I got as far as writing seven visualisations. What they revealed was that many of the characters were not the sort of people who would sit in a room meditating. They sabotaged the idea, interrupting to say what a dumb idea this was. In the end, the book only contains one visualisation, that of eleven-year-old Albert.
What follows is one of the offcuts. (“Offcuts” was the title of the novel until I started having nightmares about the headlines of future reviews: Offcuts Deserves To Be and so on.) In this scene, Marco – a Welsh-Italian chef, one of the community’s alpha males – imagines what life will be like after the paradigm shift. This scene, I should say, is in no way representative of the published novel, and for that we can be thankful.
OffCut: Wild Abandon
– We are the few. Three months with no weather, just blue, and then, one morning, the kitchen lights dimmed and we knew the first body had hit the fence. The chargrilled smell wafted across the farm on the criss-cross griddle.

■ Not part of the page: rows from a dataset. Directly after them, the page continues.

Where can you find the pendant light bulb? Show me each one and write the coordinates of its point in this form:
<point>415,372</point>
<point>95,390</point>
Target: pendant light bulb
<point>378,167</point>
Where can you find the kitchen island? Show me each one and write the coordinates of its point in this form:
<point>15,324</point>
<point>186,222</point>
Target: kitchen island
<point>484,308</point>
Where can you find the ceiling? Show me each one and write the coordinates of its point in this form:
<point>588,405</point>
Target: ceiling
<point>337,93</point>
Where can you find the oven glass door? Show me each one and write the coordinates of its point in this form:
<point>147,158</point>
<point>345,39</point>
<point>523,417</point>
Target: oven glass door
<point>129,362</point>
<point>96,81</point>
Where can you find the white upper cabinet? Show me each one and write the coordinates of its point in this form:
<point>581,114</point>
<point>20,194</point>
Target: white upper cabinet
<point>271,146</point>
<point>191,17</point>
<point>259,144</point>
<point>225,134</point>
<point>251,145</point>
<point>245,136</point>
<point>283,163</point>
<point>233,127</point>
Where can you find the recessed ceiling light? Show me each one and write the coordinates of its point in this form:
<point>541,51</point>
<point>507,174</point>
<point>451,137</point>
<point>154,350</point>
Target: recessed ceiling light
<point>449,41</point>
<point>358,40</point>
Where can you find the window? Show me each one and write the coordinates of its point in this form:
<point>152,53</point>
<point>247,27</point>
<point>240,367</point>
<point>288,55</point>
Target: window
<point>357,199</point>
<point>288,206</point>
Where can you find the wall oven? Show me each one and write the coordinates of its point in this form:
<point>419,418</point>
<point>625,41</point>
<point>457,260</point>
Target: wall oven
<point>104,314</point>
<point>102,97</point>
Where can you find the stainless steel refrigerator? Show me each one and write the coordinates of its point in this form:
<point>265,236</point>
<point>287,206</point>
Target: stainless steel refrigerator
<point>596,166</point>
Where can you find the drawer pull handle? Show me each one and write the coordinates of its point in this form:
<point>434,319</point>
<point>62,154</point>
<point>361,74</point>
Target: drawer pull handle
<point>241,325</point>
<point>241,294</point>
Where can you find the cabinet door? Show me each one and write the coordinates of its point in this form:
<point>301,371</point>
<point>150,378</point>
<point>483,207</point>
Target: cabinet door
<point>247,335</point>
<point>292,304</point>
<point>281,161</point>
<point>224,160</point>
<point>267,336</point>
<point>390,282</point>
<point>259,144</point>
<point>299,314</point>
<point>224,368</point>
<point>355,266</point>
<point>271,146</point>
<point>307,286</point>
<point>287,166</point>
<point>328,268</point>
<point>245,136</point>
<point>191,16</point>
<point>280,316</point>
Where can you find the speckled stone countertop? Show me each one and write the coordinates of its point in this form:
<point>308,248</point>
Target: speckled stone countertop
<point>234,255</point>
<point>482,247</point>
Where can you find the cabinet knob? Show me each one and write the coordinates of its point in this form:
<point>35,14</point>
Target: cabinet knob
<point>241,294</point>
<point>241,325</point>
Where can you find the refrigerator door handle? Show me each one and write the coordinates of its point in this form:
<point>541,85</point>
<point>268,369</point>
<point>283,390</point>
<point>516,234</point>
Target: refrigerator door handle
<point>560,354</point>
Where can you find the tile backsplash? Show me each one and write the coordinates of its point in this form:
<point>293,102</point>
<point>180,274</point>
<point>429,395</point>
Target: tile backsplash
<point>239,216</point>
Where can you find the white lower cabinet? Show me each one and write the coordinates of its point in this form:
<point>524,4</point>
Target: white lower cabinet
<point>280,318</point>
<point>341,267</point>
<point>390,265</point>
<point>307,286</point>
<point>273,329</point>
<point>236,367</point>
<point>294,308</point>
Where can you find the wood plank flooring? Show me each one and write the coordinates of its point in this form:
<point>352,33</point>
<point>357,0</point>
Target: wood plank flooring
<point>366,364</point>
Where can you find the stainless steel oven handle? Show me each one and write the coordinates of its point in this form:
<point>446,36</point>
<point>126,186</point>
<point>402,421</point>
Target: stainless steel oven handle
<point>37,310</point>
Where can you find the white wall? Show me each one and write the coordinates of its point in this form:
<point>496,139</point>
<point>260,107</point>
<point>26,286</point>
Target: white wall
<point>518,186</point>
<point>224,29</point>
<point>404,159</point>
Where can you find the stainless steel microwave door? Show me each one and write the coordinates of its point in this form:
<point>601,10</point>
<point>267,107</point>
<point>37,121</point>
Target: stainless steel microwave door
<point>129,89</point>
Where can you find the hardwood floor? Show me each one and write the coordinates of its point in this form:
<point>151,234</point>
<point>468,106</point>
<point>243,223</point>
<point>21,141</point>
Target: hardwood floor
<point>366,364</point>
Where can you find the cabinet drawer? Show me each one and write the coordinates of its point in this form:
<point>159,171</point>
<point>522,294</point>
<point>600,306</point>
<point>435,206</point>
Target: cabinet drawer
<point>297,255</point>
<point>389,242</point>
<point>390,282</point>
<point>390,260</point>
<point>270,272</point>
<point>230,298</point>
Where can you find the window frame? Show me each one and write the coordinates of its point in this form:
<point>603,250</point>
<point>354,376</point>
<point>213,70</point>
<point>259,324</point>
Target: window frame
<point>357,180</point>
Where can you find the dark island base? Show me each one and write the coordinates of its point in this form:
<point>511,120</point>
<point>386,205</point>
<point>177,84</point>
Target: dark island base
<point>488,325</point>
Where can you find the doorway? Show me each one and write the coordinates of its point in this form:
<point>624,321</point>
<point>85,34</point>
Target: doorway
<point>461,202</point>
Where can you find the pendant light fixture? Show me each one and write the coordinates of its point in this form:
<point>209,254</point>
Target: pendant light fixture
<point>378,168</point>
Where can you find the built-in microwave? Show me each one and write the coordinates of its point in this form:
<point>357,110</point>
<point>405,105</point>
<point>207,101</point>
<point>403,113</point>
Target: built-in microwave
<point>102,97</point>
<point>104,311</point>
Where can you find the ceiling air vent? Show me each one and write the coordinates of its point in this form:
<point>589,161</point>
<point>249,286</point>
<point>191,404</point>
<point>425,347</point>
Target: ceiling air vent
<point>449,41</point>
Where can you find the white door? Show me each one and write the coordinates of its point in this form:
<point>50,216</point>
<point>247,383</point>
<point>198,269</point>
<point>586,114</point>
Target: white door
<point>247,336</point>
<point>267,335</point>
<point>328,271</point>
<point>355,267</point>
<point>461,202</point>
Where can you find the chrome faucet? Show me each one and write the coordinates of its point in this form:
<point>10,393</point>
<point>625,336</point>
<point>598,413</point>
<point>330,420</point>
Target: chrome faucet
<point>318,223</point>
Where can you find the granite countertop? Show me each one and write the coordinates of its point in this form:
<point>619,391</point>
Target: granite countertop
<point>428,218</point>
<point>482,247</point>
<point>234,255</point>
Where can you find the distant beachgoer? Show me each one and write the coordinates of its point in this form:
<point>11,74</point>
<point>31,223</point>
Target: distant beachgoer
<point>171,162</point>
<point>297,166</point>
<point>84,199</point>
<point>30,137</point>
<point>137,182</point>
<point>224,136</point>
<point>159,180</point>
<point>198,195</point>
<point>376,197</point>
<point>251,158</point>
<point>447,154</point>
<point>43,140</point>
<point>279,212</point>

– We spent twenty-five years telling people to live right and only now – when it was too late – did they listen.
– We heard their voices calling from the perimeter fence. We’re dying out here. There’s no food, power, nothing.
– We told you, we said.
– We know you did, they said. We’re sorry.
– No, we’re sorry, we said.
– We had built two ringed fences, only the first was electrified. Albert was on look-out. He saw them coming, the tip of their ladder appearing above the trees. They came with thick rugs and mattresses.
– We went down with the shotgun and an axe.
– They were desperate: hungry, pale, thin, with sores on their lips and foreheads.
– One of them had managed to leap both fences but had broken his ankle on landing.
– You’ve got to help me, he said.
– It was difficult, but we were still human. His name was Alain Houston. We gave him food. We had conversations.
– What was it like on the outside, Alain?
– In the cities, carnage, he said. Organised gangs patrol the supermarkets, stock-watching. Blood in the aisles. Smaller gangs go from home to home, murder for a four-pack of tinned tuna, less. We live on a small island and only now we realise. A few stable communities exist – or we hear of them existing – but never see them. This place – this heaven – is the only community I know that has stayed strong.
– What can you do Alain Houston, for us?
– Before the shift, I was a systems analyst, he said.
– Then you must leave, we said.
– And he looked at us and he sobbed for his lack of foresight.
– There will be no systems in the next world, Alain.